Ruiz asks only that these recent eighth-grade graduates show up on time and that they have their jerseys tucked neatly into their pants when they arrive at the field. They’re reminded that they’re not just representing the Trosky Baseball family but their own family as well, and it’s important that they understand it’s all intertwined.

“Our biggest expectation is that you play hard, you treat the game with respect, you treat your opponents with respect and then you get after it,” Ruiz said. “Winning is a byproduct of that – you’ve got a talented group; winning is going to take care of itself. The most important thing to me is that these guys learn how to play winning baseball.”

The Memorial Day Classic has long been Trosky’s summer kickoff event and this year it will launch the Trosky National 2025 into a summer that promises to be even more demanding than those of past seasons.

This group has been invited to the prestigious PG 14u World Series to be held in Sanford, Fla., July 22-26 and also has an invitation to the 20-team 14u Ultimate Baseball Challenge-West Powered by Perfect Game and Baseball America in San Diego Aug. 5-8.

But first things first.
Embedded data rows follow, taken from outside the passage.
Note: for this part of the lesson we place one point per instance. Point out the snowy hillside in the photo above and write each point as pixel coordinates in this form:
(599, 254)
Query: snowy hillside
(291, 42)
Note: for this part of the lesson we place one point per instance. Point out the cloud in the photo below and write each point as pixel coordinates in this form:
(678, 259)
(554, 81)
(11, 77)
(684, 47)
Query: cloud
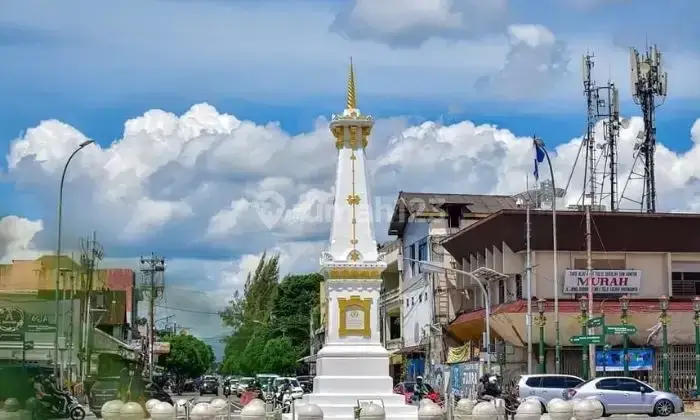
(536, 60)
(416, 21)
(200, 189)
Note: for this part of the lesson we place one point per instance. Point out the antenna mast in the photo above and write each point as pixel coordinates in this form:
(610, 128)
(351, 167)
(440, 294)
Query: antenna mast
(591, 92)
(649, 90)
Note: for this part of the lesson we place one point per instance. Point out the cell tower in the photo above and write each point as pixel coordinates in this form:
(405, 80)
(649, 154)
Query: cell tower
(601, 174)
(649, 90)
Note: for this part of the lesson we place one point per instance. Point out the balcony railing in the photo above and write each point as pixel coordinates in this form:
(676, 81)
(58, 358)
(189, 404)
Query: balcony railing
(390, 296)
(394, 344)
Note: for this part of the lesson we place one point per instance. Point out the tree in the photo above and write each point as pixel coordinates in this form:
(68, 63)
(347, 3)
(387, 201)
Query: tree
(189, 357)
(297, 296)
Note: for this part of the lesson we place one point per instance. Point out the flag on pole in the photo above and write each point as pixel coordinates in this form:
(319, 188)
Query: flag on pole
(539, 156)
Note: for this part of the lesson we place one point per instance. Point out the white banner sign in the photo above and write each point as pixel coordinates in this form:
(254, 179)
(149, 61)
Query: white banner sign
(614, 282)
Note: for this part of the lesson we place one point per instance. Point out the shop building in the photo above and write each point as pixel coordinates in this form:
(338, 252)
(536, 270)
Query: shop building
(640, 255)
(416, 304)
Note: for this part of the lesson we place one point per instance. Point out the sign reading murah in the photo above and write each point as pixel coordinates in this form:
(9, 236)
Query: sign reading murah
(614, 282)
(354, 317)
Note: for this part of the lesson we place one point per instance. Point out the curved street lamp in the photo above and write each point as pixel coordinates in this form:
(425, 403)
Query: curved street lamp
(58, 372)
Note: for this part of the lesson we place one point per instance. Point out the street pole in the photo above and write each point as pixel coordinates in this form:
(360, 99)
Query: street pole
(59, 221)
(664, 319)
(555, 262)
(528, 273)
(696, 309)
(624, 319)
(585, 366)
(541, 322)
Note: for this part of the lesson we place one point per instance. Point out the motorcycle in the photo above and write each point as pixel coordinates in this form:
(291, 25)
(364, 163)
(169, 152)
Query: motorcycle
(71, 408)
(284, 401)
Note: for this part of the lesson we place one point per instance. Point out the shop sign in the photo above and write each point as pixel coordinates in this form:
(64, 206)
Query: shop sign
(15, 322)
(613, 282)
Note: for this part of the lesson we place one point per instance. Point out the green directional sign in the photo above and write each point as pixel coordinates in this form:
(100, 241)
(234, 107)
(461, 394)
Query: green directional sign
(620, 329)
(584, 340)
(595, 322)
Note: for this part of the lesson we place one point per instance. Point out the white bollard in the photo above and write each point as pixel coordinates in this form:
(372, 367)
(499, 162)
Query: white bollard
(598, 409)
(529, 410)
(253, 411)
(485, 411)
(150, 404)
(201, 411)
(310, 412)
(429, 411)
(583, 410)
(559, 409)
(464, 408)
(372, 412)
(131, 411)
(111, 409)
(162, 411)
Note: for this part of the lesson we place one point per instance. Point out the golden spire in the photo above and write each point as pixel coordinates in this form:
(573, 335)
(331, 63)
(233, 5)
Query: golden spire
(351, 102)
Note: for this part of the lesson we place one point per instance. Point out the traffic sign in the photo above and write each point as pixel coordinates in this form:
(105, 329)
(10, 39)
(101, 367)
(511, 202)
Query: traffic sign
(585, 340)
(620, 329)
(595, 322)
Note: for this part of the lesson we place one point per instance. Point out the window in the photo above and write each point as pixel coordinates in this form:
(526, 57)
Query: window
(412, 256)
(553, 382)
(610, 384)
(685, 283)
(423, 250)
(533, 382)
(518, 286)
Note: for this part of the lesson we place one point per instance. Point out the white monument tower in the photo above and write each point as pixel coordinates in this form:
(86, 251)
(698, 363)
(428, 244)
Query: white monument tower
(353, 366)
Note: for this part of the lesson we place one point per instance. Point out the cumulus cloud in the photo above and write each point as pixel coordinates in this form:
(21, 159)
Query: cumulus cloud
(187, 183)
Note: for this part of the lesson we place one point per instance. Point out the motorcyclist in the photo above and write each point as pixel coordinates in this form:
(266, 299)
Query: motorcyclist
(488, 388)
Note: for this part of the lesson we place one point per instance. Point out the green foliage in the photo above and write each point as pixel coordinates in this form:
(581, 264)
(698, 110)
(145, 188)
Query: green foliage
(189, 357)
(270, 321)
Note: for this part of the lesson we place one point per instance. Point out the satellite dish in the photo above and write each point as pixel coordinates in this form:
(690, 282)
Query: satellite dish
(644, 68)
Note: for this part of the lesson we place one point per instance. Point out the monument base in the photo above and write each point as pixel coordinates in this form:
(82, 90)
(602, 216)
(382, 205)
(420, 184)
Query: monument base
(351, 372)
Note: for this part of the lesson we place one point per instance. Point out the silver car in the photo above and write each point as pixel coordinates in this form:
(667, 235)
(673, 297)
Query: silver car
(545, 387)
(622, 395)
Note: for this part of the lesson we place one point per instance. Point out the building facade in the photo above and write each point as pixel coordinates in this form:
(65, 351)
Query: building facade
(639, 255)
(417, 304)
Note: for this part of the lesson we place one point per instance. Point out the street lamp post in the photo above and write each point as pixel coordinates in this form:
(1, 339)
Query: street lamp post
(57, 372)
(541, 321)
(696, 309)
(664, 319)
(432, 267)
(624, 319)
(555, 269)
(583, 303)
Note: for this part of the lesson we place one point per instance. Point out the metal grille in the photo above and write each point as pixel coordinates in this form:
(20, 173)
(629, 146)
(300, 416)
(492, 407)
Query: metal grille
(682, 370)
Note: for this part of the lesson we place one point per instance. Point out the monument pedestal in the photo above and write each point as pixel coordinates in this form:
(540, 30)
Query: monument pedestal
(352, 372)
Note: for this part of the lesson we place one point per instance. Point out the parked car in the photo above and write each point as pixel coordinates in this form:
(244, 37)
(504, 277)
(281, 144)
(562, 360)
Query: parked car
(209, 386)
(107, 389)
(545, 387)
(243, 384)
(306, 382)
(623, 395)
(407, 389)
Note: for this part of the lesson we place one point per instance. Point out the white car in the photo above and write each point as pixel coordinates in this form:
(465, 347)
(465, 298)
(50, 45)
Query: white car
(297, 390)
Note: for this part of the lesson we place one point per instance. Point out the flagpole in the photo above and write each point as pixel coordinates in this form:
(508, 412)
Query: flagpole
(555, 266)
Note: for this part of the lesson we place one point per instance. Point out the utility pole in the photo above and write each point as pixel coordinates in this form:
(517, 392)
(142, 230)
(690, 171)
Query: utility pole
(152, 270)
(91, 253)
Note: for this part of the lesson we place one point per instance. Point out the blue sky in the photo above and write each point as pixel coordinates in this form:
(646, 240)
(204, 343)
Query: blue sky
(426, 71)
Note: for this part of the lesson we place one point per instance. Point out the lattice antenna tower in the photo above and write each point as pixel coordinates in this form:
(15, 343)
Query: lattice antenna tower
(591, 92)
(649, 90)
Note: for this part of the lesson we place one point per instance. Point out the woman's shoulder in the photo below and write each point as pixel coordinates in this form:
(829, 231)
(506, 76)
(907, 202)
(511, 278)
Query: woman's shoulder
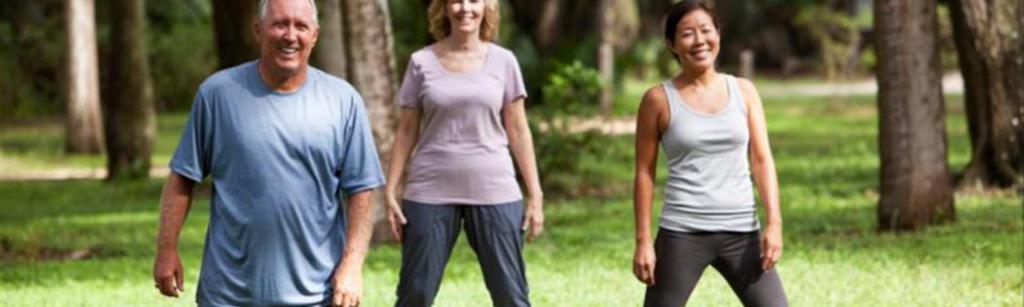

There’s this little affair taking place right here in the west Phoenix suburbs that the Trosky National 2025s would like to sign-off on before the heat of the summer – and the heat of elite national competition – bears down on them.

“We’re just going to go out here and play our hardest and get the ‘dub’; we’re just going to work hard,” Campbell said, adding that the positive chemistry these players share is through the roof. “I’m really looking forward to it a lot and I’m probably going to really enjoy it a lot.”

The recipe for ultimate enjoyment seems to be in place: “We’ve known each other for probably seven or eight months now so we’ve kind of bonded together; we're ready to get some ‘dubs’,” Neyens said. “I love this team.”

Or, as head coach Abe Ruiz put it: “This 2025 National group has got a chance to be real special.”